Democrats didn't learn their lesson from the public outrage over vote buying. Sen. Ben Nelson, Nebraska Democrat, and Sen. Mary Landrieu, Louisiana Democrat, are still reeling from fallout over the hundreds of millions their states will get for a deal to buy their votes for the government health care takeover. If $400 million for those two senators generates so much anger, public outcry over a $59 billion special deal President Obama cut with unions on Thursday should be deafening.
Repeatedly throughout his presidential campaign, Mr. Obama promised that health care negotiations would be carried on C-SPAN precisely to prevent these types of special-interest favors. There is no logical public policy justification for why union workers should be exempt from paying the 40 percent tax on individual health insurance plans that cost $8,900 or more until 2018 when everyone else with the same insurance must pay the tax.

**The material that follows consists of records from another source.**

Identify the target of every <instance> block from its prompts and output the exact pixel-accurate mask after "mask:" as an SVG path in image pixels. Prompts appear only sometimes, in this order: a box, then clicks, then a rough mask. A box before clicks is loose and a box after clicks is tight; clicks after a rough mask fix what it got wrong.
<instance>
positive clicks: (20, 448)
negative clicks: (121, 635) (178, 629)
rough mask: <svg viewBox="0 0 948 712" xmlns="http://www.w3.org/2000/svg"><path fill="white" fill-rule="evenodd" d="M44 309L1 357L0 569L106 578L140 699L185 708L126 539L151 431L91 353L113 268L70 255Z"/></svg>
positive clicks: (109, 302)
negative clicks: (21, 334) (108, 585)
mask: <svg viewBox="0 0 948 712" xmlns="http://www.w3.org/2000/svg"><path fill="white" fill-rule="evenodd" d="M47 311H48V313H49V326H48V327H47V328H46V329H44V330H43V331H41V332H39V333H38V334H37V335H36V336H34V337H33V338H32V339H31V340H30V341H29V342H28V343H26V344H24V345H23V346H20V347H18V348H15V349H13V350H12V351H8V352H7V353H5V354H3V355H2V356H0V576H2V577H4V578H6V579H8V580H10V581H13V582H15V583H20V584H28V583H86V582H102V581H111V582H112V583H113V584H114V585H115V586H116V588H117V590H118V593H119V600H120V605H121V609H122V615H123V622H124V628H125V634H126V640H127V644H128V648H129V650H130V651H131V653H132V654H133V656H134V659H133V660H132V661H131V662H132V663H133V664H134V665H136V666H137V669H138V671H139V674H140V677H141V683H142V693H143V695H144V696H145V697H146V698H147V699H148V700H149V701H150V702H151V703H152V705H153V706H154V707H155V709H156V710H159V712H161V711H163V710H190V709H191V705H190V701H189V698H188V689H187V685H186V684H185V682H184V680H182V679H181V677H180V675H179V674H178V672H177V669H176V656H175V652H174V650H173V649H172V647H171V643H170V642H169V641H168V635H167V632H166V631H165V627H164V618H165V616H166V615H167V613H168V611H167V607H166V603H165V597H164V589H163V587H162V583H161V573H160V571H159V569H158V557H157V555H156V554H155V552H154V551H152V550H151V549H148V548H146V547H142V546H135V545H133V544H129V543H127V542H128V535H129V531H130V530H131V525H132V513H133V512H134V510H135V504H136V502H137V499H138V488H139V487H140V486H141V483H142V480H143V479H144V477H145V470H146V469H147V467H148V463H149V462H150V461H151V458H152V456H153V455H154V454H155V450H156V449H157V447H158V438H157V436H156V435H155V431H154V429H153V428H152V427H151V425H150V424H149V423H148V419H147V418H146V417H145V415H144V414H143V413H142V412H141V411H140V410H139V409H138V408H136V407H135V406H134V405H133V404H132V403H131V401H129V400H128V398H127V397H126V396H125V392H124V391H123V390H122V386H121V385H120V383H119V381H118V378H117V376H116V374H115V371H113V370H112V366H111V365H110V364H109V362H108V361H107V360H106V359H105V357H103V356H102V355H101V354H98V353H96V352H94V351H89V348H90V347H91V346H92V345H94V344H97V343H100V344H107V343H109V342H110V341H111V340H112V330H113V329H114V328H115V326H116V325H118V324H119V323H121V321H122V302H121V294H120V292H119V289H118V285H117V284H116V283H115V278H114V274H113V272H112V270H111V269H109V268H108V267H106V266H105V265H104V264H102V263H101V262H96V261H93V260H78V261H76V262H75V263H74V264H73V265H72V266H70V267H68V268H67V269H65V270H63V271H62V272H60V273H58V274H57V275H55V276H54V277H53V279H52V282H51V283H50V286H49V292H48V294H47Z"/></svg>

Non-unionized American workers, who pay higher insurance simply because of existing health problems - or because they live in high-cost places such as New York, Los Angeles, Chicago or Miami - are not going to be so fortunate.

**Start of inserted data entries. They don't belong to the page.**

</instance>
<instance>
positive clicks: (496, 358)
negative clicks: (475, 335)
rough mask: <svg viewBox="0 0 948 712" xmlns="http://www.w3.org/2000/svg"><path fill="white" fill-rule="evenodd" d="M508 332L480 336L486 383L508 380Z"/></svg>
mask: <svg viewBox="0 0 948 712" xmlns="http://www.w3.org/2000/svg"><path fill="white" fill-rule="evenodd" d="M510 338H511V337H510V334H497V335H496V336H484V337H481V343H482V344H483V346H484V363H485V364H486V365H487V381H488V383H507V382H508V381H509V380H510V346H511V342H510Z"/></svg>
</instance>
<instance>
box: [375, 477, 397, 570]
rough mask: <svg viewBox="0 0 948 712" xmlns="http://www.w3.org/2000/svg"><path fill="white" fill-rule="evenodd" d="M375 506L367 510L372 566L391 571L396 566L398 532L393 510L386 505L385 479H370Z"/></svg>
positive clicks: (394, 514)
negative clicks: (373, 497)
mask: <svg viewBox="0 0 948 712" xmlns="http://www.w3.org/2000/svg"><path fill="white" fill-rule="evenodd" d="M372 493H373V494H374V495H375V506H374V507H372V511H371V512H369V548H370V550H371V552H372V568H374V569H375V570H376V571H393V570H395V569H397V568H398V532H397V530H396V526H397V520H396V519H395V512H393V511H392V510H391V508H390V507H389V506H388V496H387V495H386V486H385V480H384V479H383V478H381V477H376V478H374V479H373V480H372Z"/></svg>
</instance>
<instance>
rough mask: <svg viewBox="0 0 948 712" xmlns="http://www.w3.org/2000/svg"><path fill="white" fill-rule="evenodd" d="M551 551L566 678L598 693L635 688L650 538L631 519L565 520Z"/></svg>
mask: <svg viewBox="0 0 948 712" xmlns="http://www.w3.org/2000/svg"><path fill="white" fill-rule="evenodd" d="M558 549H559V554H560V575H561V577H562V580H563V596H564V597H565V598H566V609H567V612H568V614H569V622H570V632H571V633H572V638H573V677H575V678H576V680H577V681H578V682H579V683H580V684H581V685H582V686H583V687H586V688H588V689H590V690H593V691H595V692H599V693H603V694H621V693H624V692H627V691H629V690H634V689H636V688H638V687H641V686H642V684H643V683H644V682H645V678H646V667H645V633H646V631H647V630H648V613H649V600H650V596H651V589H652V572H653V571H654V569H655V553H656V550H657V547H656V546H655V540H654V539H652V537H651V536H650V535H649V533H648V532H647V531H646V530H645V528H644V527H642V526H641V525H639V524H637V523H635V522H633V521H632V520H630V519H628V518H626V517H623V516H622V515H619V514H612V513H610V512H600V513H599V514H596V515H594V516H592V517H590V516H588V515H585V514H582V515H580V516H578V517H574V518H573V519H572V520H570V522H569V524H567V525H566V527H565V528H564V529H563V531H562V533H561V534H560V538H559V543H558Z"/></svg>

It is unconscionable that $59 billion will be extracted from taxpayers and others to subsidize labor unions. The Obama administration and Congress are now planning on taking $15 billion more from hospitals and $10 billion more from pharmaceutical makers to cover part of this fortune. But there is no reason hospital and drug costs should go up to subsidize unions.
This transfer of wealth to unions has become part of a pattern. Over the last year, the unions have been given a long string of massive wealth transfers. Take the government forcing GM and Chrysler bondholders to forfeit their legal right to be the lead creditors so that auto unions could get large shareholdings in both companies through bankruptcy. Similarly, the stimulus package placed all sorts of restrictions on how the money could be spent, requiring that much of the spending go only to unionized workers.

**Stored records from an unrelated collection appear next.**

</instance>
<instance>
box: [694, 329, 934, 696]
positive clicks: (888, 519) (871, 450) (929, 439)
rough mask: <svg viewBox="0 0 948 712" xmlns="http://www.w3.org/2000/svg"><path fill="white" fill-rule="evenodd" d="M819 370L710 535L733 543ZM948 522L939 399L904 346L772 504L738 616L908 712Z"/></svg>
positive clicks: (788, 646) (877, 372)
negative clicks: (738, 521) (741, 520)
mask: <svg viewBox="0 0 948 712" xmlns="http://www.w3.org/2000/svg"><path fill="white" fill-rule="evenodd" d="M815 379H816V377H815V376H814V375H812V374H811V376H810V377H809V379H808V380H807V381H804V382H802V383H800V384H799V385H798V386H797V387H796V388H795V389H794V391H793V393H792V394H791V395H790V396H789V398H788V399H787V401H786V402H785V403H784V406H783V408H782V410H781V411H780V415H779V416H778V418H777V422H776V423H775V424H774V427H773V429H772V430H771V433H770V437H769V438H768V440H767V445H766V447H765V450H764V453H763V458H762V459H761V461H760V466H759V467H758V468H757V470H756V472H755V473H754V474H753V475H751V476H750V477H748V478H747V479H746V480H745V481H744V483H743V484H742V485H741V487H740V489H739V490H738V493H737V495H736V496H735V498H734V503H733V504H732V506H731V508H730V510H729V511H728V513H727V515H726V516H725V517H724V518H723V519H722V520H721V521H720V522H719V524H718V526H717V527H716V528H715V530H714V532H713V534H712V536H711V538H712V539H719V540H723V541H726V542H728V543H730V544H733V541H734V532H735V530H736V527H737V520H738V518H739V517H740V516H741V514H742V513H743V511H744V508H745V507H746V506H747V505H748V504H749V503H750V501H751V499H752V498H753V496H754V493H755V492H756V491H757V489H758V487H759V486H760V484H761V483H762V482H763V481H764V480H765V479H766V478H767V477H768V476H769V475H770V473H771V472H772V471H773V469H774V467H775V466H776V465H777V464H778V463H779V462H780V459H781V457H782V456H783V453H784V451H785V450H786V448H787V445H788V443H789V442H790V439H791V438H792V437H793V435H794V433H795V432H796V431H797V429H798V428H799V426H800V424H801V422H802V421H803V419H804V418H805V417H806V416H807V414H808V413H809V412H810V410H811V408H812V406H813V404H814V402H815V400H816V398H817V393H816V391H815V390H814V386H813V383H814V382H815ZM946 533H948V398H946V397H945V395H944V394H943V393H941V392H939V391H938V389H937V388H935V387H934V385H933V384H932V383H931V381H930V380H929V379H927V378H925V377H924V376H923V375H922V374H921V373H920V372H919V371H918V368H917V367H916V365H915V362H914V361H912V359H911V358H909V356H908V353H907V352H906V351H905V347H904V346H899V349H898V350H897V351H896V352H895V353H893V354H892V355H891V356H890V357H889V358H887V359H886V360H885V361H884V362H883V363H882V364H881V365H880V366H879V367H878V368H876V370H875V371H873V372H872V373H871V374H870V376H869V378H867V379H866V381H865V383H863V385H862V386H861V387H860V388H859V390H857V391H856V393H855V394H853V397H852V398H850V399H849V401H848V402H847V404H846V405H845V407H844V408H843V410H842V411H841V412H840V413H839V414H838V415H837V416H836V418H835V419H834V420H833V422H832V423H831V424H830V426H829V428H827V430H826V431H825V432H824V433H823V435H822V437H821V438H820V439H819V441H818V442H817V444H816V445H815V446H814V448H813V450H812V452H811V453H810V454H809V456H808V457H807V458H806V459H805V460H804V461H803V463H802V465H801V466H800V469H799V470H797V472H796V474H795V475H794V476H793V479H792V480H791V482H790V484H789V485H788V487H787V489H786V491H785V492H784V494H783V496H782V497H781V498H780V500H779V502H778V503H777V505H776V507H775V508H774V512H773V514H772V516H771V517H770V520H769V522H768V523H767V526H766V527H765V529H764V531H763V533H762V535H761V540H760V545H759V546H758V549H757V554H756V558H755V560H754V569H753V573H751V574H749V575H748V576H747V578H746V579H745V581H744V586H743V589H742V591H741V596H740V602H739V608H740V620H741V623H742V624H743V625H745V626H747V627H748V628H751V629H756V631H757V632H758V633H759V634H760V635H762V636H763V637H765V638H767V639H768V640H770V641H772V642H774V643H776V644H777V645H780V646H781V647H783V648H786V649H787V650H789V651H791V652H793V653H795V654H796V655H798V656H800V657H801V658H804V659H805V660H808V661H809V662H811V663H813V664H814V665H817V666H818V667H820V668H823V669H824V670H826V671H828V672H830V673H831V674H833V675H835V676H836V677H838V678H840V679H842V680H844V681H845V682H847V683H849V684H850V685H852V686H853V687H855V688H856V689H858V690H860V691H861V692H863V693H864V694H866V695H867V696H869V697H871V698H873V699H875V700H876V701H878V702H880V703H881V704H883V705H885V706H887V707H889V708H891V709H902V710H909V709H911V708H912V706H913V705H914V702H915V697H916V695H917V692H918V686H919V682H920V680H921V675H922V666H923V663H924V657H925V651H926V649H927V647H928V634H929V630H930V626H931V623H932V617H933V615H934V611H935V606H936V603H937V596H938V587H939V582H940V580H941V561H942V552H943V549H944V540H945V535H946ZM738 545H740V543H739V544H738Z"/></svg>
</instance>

In 2008, one of Mr. Obama's most highly used campaign TV ads relentlessly attacked Republican candidate John McCain's proposal to tax health insurance benefits provided by companies to employees. It was an unfair attack. Mr. McCain's proposed elimination of employer deductibility for health insurance was merely being replaced with individual tax credits. Mr. Obama's taxes aren't offset by any such credits.
Mr. Obama is struggling with record-low approval ratings. The president should understand that legislation shouldn't get passed simply because lawmakers and some interest groups can be purchased with billions in taxpayer funds. If the president has to pay that much to buy critical votes, his policies don't have the genuine support of the people. Eventually, Democrats will pay a price for that.